The Financial Services Authority (FSA) has banned and fined Jaspreet Singh Ahuja, a former client adviser at Swiss bank UBS, 150,000 pounds for failing to act with integrity.

The FSA said in a statement on Friday that between January 2006 and the end of January 2008 Ahuja used a pre-existing investment structure to enable an Indian resident customer to breach Indian law in clear contravention of UBS guidelines.

The fine and ban on Ahuja comes with UBS still under the shadow of a $2 billion (1 billion pounds) rogue trading scandal from September.

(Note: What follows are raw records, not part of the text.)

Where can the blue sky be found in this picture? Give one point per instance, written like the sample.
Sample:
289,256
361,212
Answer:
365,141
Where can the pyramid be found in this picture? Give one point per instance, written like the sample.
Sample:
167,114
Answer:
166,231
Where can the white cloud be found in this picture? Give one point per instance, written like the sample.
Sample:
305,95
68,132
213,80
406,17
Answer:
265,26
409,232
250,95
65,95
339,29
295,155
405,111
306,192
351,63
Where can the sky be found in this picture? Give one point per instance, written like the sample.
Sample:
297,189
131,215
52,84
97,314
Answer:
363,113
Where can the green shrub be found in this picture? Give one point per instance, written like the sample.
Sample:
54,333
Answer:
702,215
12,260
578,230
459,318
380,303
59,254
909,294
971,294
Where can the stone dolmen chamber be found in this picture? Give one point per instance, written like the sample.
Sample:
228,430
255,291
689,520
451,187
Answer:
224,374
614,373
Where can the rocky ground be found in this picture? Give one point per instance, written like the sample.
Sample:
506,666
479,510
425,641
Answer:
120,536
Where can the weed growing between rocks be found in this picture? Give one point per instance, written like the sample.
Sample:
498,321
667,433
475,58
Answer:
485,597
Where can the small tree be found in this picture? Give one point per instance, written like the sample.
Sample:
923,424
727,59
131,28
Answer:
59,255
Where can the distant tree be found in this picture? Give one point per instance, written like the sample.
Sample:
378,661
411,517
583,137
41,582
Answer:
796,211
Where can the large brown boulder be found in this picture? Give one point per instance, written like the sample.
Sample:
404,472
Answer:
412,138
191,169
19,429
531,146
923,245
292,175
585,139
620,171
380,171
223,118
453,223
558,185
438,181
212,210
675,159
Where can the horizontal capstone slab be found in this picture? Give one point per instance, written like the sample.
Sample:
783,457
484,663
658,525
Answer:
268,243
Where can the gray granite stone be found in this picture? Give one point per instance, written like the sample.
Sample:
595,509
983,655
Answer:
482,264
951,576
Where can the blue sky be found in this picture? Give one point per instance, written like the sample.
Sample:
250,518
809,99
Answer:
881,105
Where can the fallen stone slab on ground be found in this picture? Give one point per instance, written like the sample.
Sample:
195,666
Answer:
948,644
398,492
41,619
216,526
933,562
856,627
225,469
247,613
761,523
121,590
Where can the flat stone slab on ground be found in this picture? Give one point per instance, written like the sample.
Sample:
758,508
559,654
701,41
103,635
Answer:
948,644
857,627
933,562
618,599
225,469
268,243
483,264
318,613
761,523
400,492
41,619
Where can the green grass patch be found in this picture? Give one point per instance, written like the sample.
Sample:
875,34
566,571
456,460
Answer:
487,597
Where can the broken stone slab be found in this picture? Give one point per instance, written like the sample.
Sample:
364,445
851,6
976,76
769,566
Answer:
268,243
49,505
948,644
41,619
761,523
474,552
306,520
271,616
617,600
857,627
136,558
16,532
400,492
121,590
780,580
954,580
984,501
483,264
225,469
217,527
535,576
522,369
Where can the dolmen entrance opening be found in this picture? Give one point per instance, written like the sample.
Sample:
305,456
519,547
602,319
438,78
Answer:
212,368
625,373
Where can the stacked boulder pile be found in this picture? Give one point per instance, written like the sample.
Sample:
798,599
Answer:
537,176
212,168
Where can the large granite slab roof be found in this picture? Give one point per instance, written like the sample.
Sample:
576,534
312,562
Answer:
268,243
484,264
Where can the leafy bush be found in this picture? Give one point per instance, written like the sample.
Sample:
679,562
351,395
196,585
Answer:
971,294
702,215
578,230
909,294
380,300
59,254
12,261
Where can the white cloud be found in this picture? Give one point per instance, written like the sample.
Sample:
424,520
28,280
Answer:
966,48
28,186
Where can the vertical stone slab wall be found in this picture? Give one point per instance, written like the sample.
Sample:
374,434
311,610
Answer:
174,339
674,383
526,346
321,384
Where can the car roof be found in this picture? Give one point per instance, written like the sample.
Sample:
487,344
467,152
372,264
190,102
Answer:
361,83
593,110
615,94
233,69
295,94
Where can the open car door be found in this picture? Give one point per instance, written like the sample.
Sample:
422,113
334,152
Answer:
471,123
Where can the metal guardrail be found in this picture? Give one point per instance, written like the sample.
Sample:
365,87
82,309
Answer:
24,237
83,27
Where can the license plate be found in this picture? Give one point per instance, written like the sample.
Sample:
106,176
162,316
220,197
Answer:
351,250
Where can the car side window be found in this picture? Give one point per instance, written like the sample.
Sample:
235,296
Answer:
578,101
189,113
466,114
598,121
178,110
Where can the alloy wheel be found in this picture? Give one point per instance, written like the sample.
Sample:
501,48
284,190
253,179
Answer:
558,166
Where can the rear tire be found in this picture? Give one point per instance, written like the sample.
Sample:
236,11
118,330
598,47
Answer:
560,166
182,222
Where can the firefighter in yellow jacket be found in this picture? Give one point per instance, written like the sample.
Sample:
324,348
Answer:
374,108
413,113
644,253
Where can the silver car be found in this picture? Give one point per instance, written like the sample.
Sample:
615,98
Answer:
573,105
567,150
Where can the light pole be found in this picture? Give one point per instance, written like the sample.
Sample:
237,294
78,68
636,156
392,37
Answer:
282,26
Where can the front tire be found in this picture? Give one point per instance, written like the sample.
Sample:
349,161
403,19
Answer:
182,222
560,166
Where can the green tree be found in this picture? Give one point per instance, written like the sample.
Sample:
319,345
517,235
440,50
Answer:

Ahuja's failings were significant. He exploited his position of trust and repeatedly lied to his compliance department while helping a customer circumvent Indian law, said Tracey McDermott, acting director of enforcement and financial crime at the FSA.

This sort of behaviour has no place in the financial services industry.

Ahuja said in a statement that he accepted the FSA's decision.

I am relieved that the FSA recognizes that, by my actions, I did not gain personally, or seek to gain, in any way. I am also relieved that none of my clients suffered any losses, he said.

The FSA has recognized that the relevant investment structure was utilized by UBS prior to my arrival at the bank. The culture at the bank encouraged its wealth managers to take steps to maximize profits for its clients, he added.

I recognize that this culture affected my better judgment for a short period and over rode my responsibility to raise concerns. I sincerely regret that I failed to do so.